Treatment with magrolimab plus docetaxel in metastatic non-small cell lung cancer (mNSCLC) demonstrates a correlation between peripheral CD47 saturation and improved patient outcomes, according to biomarker analysis from the phase 2 ELEVATELung&UC trial presented at the 2024 SITC Annual Meeting. The study, though ultimately terminated by Gilead, suggests that CD47 expression levels may serve as a prognostic indicator for treatment response.
CD47 Expression and Progression-Free Survival
The analysis revealed that patients with confirmed partial or complete responses to the magrolimab plus docetaxel regimen exhibited higher baseline levels of CD47 expression. Specifically, individuals with CD47 expression on more than 50% of tumor cells experienced a median progression-free survival (PFS) of 8.9 months (95% CI, 1.1-10.2), compared to 2.6 months (95% CI, 0.8-5.4) in those with lower baseline CD47 expression (HR, 0.60; 95% CI, 0.24-1.54). The median PFS in the intention-to-treat (ITT) NSCLC population was 5.4 months.

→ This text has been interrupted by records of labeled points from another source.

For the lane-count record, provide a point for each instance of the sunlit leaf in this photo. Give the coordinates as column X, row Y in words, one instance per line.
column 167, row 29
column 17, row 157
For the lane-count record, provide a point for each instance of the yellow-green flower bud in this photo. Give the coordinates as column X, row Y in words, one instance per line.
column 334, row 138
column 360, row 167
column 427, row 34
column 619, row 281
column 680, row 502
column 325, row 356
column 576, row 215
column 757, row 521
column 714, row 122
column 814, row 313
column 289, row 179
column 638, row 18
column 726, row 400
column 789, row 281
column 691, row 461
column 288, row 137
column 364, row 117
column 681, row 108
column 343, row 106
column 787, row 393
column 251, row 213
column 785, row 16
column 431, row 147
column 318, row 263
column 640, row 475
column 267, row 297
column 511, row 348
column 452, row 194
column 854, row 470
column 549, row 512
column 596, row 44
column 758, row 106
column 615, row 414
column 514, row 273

According to Nick van Buuren, of Gilead Sciences, lead study author, the correlation between CD47 expression and improved outcomes suggests a positive prognostic role for CD47 in mNSCLC.
Additional Biomarker Findings
The study also explored other potential biomarkers. Magrolimab treatment triggered a plasma myeloid cytokine response without peripheral blood monocyte activation and did not induce interferon-related plasma cytokine production. Circulating tumor DNA (ctDNA) data aligned with patient responses, and baseline macrophage gene signatures did not correlate with magrolimab response. Notably, one responder showed tumor macrophage infiltration on day 1 of cycle 3.
Mean variant allele frequency (VAF) in baseline ctDNA samples was also found to be prognostic. Patients with a lower mean VAF were associated with a longer PFS. Specifically, patients with a mean VAF at or above the median of 2.8% had a median PFS of 3.0 months (95% CI, 1.9-NA), while those with a mean VAF below the median had a median PFS of 6.0 months (95% CI, 1.9-12.0). Patients with ctDNA-low disease, defined by insufficient molecular somatic variant counts, had a median PFS of 10.1 months (95% CI, 4.2-NA). Furthermore, patients who achieved a response per RECIST 1.1 criteria were more likely to achieve a molecular response at cycle 1 day 1.
Trial Design and Patient Characteristics
The ELEVATE-Lung&UC trial was a multicohort, open-label study evaluating the safety, tolerability, and efficacy of magrolimab plus docetaxel in mNSCLC, metastatic small cell lung cancer (mSCLC), and metastatic urothelial cancer. The mNSCLC cohort (n = 31) included patients who had received 1 to 2 prior lines of platinum-based chemotherapy and/or a checkpoint inhibitor. Baseline tumor biopsies were mandatory for CD47 immunohistochemistry (IHC) and RNA-Seq analysis.
Patients received magrolimab at a priming dose of 1 mg/kg on cycle 1 day 1, followed by a weekly dose of 30 mg/kg from cycle 1 day 8 to cycle 2 day 15, and a maintenance dose of 60 mg/kg every 3 weeks from cycle 3 day 1 onward. Docetaxel was administered at 75 mg/m2 every 3 weeks.
In the ITT population (n = 31), the median age was 65 years, with most patients being male (77.4%) and White (90.3%). The best overall responses to magrolimab plus docetaxel included CR or PR (19.4%), stable disease (SD; 38.7%), and progressive disease (PD; 16.1%).
Trial Termination
In February 2024, Gilead announced a global pause in enrollment to studies investigating magrolimab in solid tumors, including ELEVATELung&UC, to review the risk-benefit profile. The FDA subsequently requested a partial clinical hold on these trials, and Gilead later decided to terminate the ELEVATELung&UC trial.